## Model Training with TinyBERT

In [1]:
from transformers import (
    AutoTokenizer,
    AutoModelForSequenceClassification,
    TrainingArguments,
    Trainer
)
from datasets import load_dataset
import torch
from sklearn.metrics import accuracy_score, f1_score
import numpy as np

  from .autonotebook import tqdm as notebook_tqdm
The installed version of bitsandbytes was compiled without GPU support. 8-bit optimizers and GPU quantization are unavailable.


In [2]:
# Load tokenizer and model
model_name = "huawei-noah/TinyBERT_General_4L_312D"
tokenizer = AutoTokenizer.from_pretrained(model_name)



In [10]:
# Tokenization function
def tokenize_function(examples):
    # Ensure all values are strings
    texts = [str(x) for x in examples["text"]]
    return tokenizer(texts, padding="max_length", truncation=True, max_length=128)


In [5]:
# Load datasets
dataset = load_dataset('csv', data_files={
    'train': '../processed-datasets/train.csv',
    'validation': '../processed-datasets/val.csv',
    'test': '../processed-datasets/test.csv'
})


Generating train split: 21001 examples [00:00, 643577.91 examples/s]
Generating validation split: 2334 examples [00:00, 367625.73 examples/s]
Generating test split: 5834 examples [00:00, 621828.40 examples/s]


In [7]:
print(dataset['train'].column_names)

['text', 'label']


In [9]:
tokenized_datasets = dataset.map(tokenize_function, batched=True)
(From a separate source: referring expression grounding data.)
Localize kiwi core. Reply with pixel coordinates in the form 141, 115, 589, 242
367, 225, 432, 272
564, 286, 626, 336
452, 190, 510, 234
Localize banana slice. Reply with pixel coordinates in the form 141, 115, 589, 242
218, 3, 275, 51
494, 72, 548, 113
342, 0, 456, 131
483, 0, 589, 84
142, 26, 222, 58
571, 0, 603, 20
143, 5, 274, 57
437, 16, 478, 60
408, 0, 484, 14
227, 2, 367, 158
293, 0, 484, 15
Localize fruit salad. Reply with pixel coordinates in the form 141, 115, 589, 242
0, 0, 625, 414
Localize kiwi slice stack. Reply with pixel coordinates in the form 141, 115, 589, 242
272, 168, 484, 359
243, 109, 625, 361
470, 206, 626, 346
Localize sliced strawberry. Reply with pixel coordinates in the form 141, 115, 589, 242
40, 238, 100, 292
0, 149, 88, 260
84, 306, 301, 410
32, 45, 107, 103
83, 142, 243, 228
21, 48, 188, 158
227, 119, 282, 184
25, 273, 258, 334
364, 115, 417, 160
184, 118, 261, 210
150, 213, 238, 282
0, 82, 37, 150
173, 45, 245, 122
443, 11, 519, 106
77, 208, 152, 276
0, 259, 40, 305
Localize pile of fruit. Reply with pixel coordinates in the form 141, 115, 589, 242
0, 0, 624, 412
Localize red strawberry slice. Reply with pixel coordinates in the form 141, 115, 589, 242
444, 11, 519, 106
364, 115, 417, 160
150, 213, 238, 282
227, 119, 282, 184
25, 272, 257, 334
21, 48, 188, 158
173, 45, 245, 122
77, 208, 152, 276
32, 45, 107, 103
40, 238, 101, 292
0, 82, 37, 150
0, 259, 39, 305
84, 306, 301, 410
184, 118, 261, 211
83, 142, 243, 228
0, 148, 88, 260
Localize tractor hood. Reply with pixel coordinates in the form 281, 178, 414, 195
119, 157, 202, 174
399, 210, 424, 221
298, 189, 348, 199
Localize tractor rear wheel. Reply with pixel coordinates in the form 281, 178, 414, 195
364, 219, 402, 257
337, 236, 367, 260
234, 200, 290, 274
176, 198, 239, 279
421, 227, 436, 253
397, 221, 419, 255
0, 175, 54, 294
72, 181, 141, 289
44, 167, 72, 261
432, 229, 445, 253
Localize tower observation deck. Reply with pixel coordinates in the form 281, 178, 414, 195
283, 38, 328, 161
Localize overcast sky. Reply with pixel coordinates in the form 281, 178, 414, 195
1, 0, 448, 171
Map: 100%|██████████| 21001/21001 [00:01<00:00, 16841.89 examples/s]
Map: 100%|██████████| 2334/2334 [00:00<00:00, 20185.42 examples/s]
Map: 100%|██████████| 5834/5834 [00:00<00:00, 20552.35 examples/s]


In [11]:
# Model setup
model = AutoModelForSequenceClassification.from_pretrained(
    model_name,
    num_labels=3,
    ignore_mismatched_sizes=True
)

Some weights of BertForSequenceClassification were not initialized from the model checkpoint at huawei-noah/TinyBERT_General_4L_312D and are newly initialized: ['classifier.bias', 'classifier.weight']
You should probably TRAIN this model on a down-stream task to be able to use it for predictions and inference.


In [12]:
# Metrics function
def compute_metrics(eval_pred):
    logits, labels = eval_pred
    predictions = np.argmax(logits, axis=-1)
    return {
        "accuracy": accuracy_score(labels, predictions),
        "f1": f1_score(labels, predictions, average="weighted")
    }


In [None]:
# Training arguments
training_args = TrainingArguments(
    output_dir="./results",
    evaluation_strategy="epoch",
    learning_rate=2e-5,
    per_device_train_batch_size=32,
    per_device_eval_batch_size=32,
    num_train_epochs=5,
    weight_decay=0.01,
    save_strategy="epoch",
    load_best_model_at_end=True,
    metric_for_best_model="f1",
    fp16=False,# <-- Set to False if you're not using a supported GPU
    logging_steps=50,
    report_to="none"
)


In [15]:
# Trainer
trainer = Trainer(
    model=model,
    args=training_args,
    train_dataset=tokenized_datasets["train"],
    eval_dataset=tokenized_datasets["validation"],
    compute_metrics=compute_metrics,
)

In [16]:
# Train
trainer.train()

  0%|          | 12/3285 [00:10<49:08,  1.11it/s] 

KeyboardInterrupt: